「自分がお金持ちだったらなにをする?」
この展開にピンときたかたもいると思うが、ジェイン・オースティン『高慢と偏見』の出だしを髣髴とさせる。同作では、主人公ベネット家の隣の「ネザーフィールド」に独身で資産家のチャールズ・ビングリーが越してきて大騒ぎになる。ここでフェネル監督は念を押すように、キャサリンとヒースクリフ(ジェイコブ・エロルディ)にこんな会話をさせるのだ。
キャサリン「自分がお金持ちだったらなにをする?」
ヒースクリフ「金持ちの男ならだれでもするようなことさ。でかい家に住んで、召使いをこき使い、妻をもらう」
これは『高慢と偏見』の、「男性に資産があって独身となると、妻を娶らねばならないというのは、世にあまねく認められた真理である」という有名な冒頭への目配せにも感じられる。
エドガーを準貴族から「成り上がり」へ変更
映画でもう一つ念押し的に出てくるのが、エドガー・リントンの出自設定である。原作では、彼はlanded gentry(土地持ちのジェントリー階級≒準貴族)であり、代々の地代と農地からの収益で暮らしている。治安判事だが、これは地元の名士から選ばれるもので生業ではない。

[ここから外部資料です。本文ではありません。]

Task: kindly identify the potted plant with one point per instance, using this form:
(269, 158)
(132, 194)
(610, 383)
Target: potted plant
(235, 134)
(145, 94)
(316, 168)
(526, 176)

これが、なんと、映画では「布地の商いで財をなした実業家」という出自に変更されているのだ。これにはびっくりした。彼は「ニューマネー」、すなわち成り上がりものなのだ。当時のイギリスでは、働かずに地代で生きていくのがやんごとなく、商業・事業(医者・弁護士含む)で生計を立てる家は格下である。この設定は『高慢と偏見』で引っ越してくる独身男ビングリーとだいぶかぶる。父親が「北イングランドでの商い」(おそらく、当時急成長していた布地産業)で財を築いた一家なのだ。そのため、代々の地主のベネット家は「うちは財力は下でも格は上だ」と思っている節がある。
映画のキャサリンも「うちは(リントン家と違って)代々続く名家なのよ」と言い、父は「娘の相手として上流階級でないのは難点だが仕方ない」などと言ってやや見下す。